Reputation: 22734
I have two pretrained word embeddings: Glove.840b.300.txt
and custom_glove.300.txt
One is pretrained by Stanford and the other is trained by me. Both have different sets of vocabulary. To reduce oov, I'd like to add words that don't appear in file1 but do appear in file2 to file1. How do I do that easily?
This is how I load and save the files in gensim 3.4.0.
from gensim.models.keyedvectors import KeyedVectors
model = KeyedVectors.load_word2vec_format('path/to/thefile')
model.save_word2vec_format('path/to/GoogleNews-vectors-negative300.txt', binary=False)
Upvotes: 2
Views: 2574
Reputation: 54210
I don't know an easy way.
In particular, word-vectors that weren't co-trained together won't have compatible/comparable coordinate-spaces. (There's no one right place for a word – just a relatively-good place compared to the other words that are in the same model.)
So, you can't just append the missing words from another model: you'd need to transform them into compatible locations.

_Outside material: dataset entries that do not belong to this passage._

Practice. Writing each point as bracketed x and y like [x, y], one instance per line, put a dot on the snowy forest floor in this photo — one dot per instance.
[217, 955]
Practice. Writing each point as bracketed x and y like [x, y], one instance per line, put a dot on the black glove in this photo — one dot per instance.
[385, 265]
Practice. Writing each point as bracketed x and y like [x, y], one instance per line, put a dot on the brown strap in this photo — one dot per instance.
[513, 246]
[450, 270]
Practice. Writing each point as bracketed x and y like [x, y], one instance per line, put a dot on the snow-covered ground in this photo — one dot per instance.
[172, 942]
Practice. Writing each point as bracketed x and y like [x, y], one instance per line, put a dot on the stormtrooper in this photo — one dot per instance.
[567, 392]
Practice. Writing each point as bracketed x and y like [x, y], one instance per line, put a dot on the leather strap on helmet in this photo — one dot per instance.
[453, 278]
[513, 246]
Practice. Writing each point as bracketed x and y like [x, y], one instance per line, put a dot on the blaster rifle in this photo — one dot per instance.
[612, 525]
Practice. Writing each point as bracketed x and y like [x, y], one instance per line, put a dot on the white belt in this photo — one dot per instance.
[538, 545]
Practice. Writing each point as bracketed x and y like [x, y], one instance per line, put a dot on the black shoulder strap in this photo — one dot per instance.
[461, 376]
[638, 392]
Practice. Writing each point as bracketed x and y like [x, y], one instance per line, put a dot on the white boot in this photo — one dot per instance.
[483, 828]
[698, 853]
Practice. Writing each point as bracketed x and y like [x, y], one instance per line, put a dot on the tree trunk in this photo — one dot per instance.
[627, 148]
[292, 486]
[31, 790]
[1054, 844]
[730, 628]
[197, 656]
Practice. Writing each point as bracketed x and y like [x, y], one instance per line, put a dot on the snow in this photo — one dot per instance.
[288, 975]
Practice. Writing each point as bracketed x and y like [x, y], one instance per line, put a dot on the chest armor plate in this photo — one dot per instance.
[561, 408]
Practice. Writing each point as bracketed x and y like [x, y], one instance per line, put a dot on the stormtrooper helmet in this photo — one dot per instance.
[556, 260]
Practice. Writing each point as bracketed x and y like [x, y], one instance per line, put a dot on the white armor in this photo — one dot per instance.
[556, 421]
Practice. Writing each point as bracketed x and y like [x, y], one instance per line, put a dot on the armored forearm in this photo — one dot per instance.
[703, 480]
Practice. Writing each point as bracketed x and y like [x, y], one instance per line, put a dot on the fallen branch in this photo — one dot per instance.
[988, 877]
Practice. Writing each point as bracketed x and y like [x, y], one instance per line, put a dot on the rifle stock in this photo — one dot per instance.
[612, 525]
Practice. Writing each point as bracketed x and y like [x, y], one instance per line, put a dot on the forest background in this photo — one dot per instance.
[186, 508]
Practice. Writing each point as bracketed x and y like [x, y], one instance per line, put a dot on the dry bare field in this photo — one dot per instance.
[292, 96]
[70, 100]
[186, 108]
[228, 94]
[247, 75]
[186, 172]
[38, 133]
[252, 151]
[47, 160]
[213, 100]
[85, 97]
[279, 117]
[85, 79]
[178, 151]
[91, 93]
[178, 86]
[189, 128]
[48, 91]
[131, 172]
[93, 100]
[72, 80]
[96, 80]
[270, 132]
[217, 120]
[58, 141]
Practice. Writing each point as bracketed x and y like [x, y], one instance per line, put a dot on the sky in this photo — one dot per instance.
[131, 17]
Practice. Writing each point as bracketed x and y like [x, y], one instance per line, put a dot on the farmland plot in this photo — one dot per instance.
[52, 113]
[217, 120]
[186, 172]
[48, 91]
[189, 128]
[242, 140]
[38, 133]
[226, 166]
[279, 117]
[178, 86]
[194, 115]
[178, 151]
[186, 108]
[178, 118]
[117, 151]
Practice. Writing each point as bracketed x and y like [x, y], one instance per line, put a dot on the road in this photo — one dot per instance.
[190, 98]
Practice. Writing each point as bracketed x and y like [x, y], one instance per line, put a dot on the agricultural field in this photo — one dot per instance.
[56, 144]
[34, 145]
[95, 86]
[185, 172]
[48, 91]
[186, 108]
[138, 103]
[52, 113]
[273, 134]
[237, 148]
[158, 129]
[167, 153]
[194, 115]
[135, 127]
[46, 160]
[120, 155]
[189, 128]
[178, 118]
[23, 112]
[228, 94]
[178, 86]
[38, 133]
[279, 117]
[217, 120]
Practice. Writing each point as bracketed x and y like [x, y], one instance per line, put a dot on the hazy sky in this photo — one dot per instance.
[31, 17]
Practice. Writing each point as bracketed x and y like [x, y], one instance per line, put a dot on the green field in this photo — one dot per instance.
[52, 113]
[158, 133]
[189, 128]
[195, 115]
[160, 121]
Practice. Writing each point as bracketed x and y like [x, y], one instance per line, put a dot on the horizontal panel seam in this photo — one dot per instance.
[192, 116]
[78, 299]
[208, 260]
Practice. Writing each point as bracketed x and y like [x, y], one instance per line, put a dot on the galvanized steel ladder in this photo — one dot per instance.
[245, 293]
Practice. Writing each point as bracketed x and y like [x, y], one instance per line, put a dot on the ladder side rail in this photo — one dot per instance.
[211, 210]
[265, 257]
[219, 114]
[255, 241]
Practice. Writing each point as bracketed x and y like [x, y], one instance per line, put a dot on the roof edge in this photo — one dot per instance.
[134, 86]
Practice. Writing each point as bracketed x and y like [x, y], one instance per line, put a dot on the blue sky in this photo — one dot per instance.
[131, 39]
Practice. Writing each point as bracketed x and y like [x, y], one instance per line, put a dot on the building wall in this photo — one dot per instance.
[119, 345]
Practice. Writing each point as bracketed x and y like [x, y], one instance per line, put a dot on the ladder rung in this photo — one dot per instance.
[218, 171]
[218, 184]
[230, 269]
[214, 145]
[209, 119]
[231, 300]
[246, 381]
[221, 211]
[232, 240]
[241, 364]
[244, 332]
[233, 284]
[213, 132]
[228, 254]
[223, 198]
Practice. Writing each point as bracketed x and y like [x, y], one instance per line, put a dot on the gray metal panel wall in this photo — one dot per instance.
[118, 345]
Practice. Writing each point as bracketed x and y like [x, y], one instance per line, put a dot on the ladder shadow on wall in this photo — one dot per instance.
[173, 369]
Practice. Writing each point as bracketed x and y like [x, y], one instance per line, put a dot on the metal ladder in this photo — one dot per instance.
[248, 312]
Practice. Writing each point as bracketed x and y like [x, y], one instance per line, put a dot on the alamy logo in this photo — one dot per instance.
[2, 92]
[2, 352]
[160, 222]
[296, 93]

Fortunately, it seems to work to use some set of shared anchor-words, present in both word-vector-sets, to learn a transformation – then apply that the words you want to move over.

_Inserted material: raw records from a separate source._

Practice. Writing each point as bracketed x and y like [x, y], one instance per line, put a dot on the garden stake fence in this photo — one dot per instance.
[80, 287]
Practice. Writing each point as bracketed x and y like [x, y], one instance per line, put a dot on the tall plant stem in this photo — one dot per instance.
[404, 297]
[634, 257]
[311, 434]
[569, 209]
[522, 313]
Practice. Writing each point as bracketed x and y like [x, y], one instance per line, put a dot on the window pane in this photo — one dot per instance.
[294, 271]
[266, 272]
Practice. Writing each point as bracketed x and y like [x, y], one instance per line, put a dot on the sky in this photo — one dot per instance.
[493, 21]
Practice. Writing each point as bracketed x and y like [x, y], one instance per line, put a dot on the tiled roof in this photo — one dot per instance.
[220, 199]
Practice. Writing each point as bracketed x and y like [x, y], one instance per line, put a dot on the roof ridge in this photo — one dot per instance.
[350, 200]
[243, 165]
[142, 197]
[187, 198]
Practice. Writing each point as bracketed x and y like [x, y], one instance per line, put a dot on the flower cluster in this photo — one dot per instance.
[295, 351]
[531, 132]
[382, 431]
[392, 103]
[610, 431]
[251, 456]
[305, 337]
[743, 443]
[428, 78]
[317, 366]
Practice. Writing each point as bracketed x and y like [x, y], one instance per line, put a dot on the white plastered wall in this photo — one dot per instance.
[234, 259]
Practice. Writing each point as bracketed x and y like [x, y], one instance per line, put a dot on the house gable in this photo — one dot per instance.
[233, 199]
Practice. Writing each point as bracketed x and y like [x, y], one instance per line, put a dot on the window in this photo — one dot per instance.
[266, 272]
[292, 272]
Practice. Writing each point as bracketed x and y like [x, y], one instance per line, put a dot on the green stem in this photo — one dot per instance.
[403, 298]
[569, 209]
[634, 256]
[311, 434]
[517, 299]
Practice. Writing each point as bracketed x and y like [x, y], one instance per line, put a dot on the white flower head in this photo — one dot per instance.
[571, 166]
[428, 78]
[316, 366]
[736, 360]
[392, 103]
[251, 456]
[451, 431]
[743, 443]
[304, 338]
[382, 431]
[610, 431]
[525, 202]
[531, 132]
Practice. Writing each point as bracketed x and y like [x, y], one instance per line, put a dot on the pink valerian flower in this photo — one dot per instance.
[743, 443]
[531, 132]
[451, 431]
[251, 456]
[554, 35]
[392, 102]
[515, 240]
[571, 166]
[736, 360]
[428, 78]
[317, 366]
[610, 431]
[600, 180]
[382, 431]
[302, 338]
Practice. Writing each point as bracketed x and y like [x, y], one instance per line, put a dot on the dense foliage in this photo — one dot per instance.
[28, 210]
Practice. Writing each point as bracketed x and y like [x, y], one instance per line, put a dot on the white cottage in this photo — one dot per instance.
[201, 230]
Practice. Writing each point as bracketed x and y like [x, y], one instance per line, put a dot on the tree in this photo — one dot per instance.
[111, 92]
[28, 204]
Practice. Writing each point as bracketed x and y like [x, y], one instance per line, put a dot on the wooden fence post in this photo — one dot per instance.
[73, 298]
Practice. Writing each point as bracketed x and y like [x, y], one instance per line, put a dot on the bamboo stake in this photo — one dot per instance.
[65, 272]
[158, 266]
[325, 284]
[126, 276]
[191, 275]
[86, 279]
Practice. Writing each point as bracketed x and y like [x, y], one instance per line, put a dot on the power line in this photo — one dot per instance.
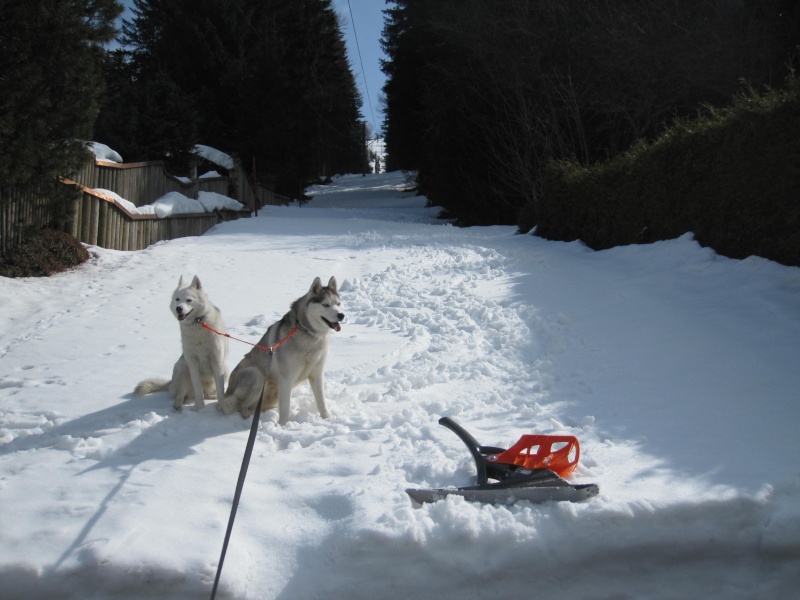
[360, 60]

There's a class, [TranslationMatrix][1]
, and demo notebook in gensim showing this process for language-translation (an application mentioned in the original word2vec papers). You could concievably use this, combined with the ability to append extra vectors to a gensim KeyedVectors
instance, to create a new set of vectors with a superset of the words in either of your source models.
Upvotes: 4